Weil seine Positionen, aus politischer Perspektive betrachtet, ab- und fremdgeleitet waren. Wenn Becker zur Frankfurter Schule, die aus den USA remigriert war, intime Beziehungen unterhielt, setzte er nicht nur eine väterliche Tradition fort – sein Vater hatte als Minister das Frankfurter Institut für Sozialforschung protegiert –, es lag darin auch eine Anerkenntnis der ideologischen und politischen Konstellationen. Becker war ein Freund von Shepard Stone, einem engen Berater von John McCloy, dem ersten amerikanischen Hochkommissar in Deutschland. Man kam sich entgegen: Die Amerikaner drängten darauf, das deutsche Schulwesen im Sinne der „Re-Education“ zu „demokratisieren“ und das dreigliedrige Schulsystem zurückzudrängen. Unter Mithilfe Beckers wurde bereits 1953 die Einführung von Modell-Einheitsschulen in das staatliche Bildungssystem beschlossen. Die Amerikaner hielten sich im Gegenzug an ihre Zusagen: Die elitären Landerziehungsheime wie „Birklehof“ und „Odenwaldschule“, die pädagogischen Pflanzstätten des Becker-Netzwerkes, wurden finanziell großzügig unterstützt. 

Die deutsche Reformpädagogik war nach dem Ersten Weltkrieg angetreten, das geschlagene Land aus dem Geist der Bildung zu erneuern. Nach dem Zweiten Weltkrieg wollte sie daran anknüpfen. Doch die Voraussetzungen hatten sich verändert. Becker stellte 1961 in dem Aufsatz „Außenpolitik und Kulturpolitik“ die unsinnige Behauptung auf, die Bildungspolitik habe „das Primat der Außenpolitik“ abgelöst, und versuchte, aus der praktischen Ohnmacht eine geistige Tugend zu machen: „Die Vermeidung der Weltkatastrophe bleibt eine große Aufgabe. Die Entwicklung der menschlichen und geistigen Kräfte hierfür ist Aufgabe der Bildung, für die die Bildungspolitik die Chance zu schaffen hat.“ 

Der „pädagische Eros“ und pädophile Mißbrauchsfälle

Doch der beschworene Geist, der die internationale Politik missionieren sollte, erwies sich schon gegen den inneren Gegner als wirkungslos. Der Vergangenheitsbewältigung, dieser schärfsten Waffe der 68er, hatte er nichts entgegenzusetzen. Er hätte sich dazu – im Sinne Ludwig Dehios – von der Alleinschuld-These und damit von den äußeren Vormächten emanzipieren müssen. Damit waren seine Protagonisten überfordert.

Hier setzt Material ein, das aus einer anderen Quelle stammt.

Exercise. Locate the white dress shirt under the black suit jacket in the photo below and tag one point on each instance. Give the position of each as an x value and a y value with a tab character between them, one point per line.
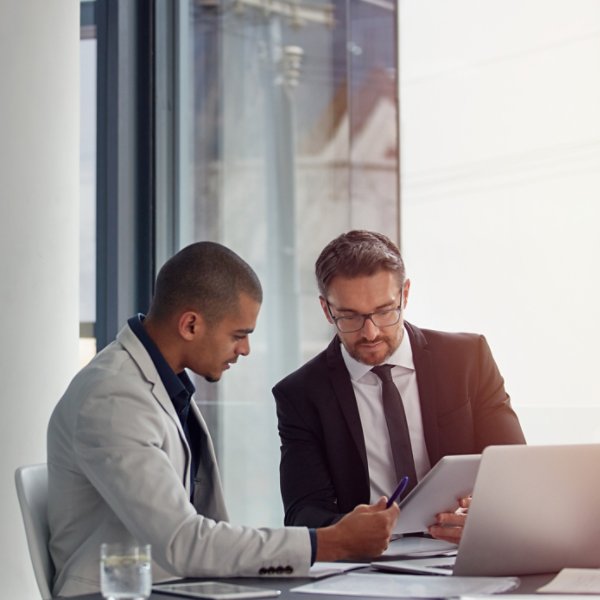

Letztlich war dieses Bildungsbürgertum von demselben politischen Virus befallen wie die 68er und war sich sogar in der sexuellen Libertinage mit ihnen einig. Der Odenwald-Schüler Daniel Cohn-Bendit äußerte rückblickend in einem Interview: „Es war ja in dieser antiautoritären Phase gang und gäbe, daß in den Wohnungen alle nackt herumliefen, eine von außen auferlegte Schamlosigkeit, die, so sehe ich es heute, dem Schamgefühl der Kinder überhaupt nicht gerecht wurde.“ Seine früheren Berichte über sexuelle Kontakte mit Kindern bezeichnete er bei der Gelegenheit als „merkwürdige Kolportage aus Fiktion und Erlebtem“.

Was linke Pädagogen die „sexuelle Befreiung“ nannten, war den Reformpädagogen der „pädagogische Eros“. Der langjährige Leiter der Odenwald-schule, Gerold Becker (nicht verwandt mit Hellmut Becker, aber viele Jahre von ihm gefördert und liiert mit Hartmut von Hentig), genoß in Medien wie in der Fachwelt den Ruf als begnadeter Pädagoge (JF 33/17). Er stand – so war 2013 in einer Ausstellung des Max-Planck-Instituts für Bildungsforschung zu lesen – „für einen vertrauensvollen, antiautoritären Umgang mit den Schülern, er war der Lehrer gewordene Inbegriff der späten sechziger und siebziger Jahre“. Vor allem war Becker ein Pädophiler, unter dessen Ägide der Kindesmißbrauch an der Odenwaldschule gängig war. 

2015 wurde die traditionsreiche Schule geschlossen. Es war letztlich die Besiegelung eines antiautoritären Desasters, das die Reformer beider Lager miteinander teilen. Von der Generierung eines klügeren und widerständigeren Menschentyps kann ohnehin keine Rede sein.